Attaques en Côte d'Ivoire : les auteurs risquent la prison à vie ( procureur militaire)
  2005-07-27 16:10:54
 

     ABIDJAN, 26 juillet (XINHUANET) -- Les "auteurs" des attaques  contre les deux villes ivoiriennes "risquent la prison à vie", a  indiqué mardi le commissaire du gouvernement ivoirien auprès du  tribunal militaire, Ange Kessi. 

     M. Kessi, qui fait office de procureur militaire, a présenté à la presse les premiers "prisonniers" capturés par les forces de  l'ordre ivoiriennes à Agboville, à 70 km au nord d'Abidjan. 

     "Tous ces criminels sont poursuivis pour attentat contre  l'autorité de l'Etat, atteinte à la sûreté de l'Etat, assassinat,  atteinte à l'ordre public, coups et blessures volontaires, etc.",  a dit M. Kessi. 
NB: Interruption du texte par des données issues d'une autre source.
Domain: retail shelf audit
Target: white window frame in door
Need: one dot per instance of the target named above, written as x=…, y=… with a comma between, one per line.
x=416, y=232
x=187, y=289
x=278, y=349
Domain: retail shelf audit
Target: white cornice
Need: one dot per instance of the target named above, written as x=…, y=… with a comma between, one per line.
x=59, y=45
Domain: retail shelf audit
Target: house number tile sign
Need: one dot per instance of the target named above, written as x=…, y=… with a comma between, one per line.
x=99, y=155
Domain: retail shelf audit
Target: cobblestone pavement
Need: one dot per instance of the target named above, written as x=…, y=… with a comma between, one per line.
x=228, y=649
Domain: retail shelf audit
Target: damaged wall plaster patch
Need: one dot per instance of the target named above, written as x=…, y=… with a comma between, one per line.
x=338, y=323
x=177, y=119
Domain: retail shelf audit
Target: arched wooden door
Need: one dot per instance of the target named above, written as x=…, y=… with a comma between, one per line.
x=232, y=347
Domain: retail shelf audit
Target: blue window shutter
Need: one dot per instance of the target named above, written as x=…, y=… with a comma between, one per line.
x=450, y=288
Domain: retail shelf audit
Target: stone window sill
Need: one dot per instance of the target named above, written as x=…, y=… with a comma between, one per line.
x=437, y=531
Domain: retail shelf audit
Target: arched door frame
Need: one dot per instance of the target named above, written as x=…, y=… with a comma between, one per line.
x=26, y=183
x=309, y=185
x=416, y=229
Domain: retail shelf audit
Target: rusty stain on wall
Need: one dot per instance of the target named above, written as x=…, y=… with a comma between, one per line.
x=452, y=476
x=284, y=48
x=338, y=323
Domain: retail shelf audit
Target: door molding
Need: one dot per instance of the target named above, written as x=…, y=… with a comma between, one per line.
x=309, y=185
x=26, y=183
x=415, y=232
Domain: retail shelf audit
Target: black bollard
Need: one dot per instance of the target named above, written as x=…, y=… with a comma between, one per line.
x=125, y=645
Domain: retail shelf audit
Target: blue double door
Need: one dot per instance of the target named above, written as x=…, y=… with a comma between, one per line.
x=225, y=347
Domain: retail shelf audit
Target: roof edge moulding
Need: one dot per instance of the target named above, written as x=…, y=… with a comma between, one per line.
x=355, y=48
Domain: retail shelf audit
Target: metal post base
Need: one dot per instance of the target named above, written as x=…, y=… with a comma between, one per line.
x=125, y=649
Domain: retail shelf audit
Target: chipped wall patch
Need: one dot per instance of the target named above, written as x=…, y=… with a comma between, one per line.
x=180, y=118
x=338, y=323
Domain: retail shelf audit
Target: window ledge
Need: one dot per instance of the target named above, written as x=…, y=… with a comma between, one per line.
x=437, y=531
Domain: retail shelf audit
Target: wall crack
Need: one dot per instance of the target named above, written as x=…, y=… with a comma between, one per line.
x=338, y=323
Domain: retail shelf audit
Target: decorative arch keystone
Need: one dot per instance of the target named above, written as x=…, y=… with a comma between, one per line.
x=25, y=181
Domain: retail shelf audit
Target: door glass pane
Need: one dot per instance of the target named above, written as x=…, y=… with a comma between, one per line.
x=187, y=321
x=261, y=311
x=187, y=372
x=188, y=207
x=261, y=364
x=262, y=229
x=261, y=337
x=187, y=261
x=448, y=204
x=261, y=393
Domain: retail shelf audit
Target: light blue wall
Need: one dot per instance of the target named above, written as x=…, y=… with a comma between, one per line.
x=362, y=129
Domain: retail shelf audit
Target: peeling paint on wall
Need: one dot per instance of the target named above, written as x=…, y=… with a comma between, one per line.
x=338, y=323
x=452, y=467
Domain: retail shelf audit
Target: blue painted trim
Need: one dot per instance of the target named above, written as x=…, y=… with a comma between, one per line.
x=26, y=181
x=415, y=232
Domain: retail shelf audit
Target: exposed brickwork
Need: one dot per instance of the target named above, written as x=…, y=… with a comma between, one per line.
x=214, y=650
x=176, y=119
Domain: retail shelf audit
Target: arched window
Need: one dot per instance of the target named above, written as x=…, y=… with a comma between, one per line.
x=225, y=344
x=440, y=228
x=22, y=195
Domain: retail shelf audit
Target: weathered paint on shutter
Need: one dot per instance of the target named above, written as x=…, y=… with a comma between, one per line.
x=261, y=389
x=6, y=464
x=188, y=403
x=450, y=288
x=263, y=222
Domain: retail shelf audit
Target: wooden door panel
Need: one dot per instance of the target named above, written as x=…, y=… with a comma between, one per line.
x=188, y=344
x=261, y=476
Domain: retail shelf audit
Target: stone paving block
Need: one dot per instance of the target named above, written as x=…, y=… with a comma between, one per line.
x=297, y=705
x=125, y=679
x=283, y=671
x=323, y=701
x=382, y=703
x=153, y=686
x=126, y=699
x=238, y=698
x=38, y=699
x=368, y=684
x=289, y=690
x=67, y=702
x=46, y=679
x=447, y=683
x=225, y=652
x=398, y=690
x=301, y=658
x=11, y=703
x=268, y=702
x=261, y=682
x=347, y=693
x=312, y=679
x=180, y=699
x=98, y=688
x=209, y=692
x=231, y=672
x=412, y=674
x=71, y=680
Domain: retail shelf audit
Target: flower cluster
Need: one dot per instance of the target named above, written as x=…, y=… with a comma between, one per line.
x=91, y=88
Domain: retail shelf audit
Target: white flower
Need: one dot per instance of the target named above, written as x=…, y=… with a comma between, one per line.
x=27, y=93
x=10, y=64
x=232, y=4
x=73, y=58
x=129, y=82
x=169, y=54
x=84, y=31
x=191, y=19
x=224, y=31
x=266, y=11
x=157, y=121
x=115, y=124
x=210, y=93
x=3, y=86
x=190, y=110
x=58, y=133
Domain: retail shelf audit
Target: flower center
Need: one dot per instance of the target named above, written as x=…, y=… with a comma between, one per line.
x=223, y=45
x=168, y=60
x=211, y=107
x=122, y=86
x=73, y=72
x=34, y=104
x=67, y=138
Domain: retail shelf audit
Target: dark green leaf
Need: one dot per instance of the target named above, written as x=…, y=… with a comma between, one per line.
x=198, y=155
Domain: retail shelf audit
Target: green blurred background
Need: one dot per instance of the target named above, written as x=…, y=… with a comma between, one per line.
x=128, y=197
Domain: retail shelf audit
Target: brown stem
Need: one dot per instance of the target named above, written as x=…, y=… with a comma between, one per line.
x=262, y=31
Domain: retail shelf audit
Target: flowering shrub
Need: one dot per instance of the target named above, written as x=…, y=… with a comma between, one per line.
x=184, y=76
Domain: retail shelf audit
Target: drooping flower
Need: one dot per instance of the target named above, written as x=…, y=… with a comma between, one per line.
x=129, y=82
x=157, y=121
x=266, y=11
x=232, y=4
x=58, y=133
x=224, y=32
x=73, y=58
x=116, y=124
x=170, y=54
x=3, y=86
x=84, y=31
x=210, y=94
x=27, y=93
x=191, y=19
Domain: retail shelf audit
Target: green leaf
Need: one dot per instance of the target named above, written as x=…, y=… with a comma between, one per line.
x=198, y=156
     "Pour le moment, les prisonniers sont tous unanimes, ont tous  reconnu les faits d'avoir participé" aux attaques perpétrées le  week-end dernier, a-t-il poursuivi, avouant ne pas posséder  d'informations sur leurs commanditeurs. 

     D'après lui, les méthodes utilisées dans ces dernières  attaques sont similaires à celles des commanditaires des tueries  perpétrées dans la région de Duékoué (ouest de la Côte d'Ivoire). 

     Des attaques à caractère inter-ethnique avaient fait, début  juin denrier, une centaine de morts dans la région de Duékoué,  selon la télévision nationale ivoirienne. 

     Le week-end dernier, des assaillants armés non identifiés  avaient attaqué successivement deux villes au nord d'Abidjan (sud- est). Les accrochages entre les assaillants et les forces de  l'ordre avaient fait au moins 24 morts, dont sept militaires  ivoiriennes. 

     Selon M. Kessi, les forces de l'ordre ivoiriennes ont capturé  une quarantaine d'assaillants de nationalités "malienne, burkinabé et ivoirienne". 

     Ces derniers jours, des journaux ivoiriens proches de  l'opposition se sont interrogés sur "les conditions mystérieuses"  de ces dernières attaques par des assaillants non identifiés  jusqu'à présent. 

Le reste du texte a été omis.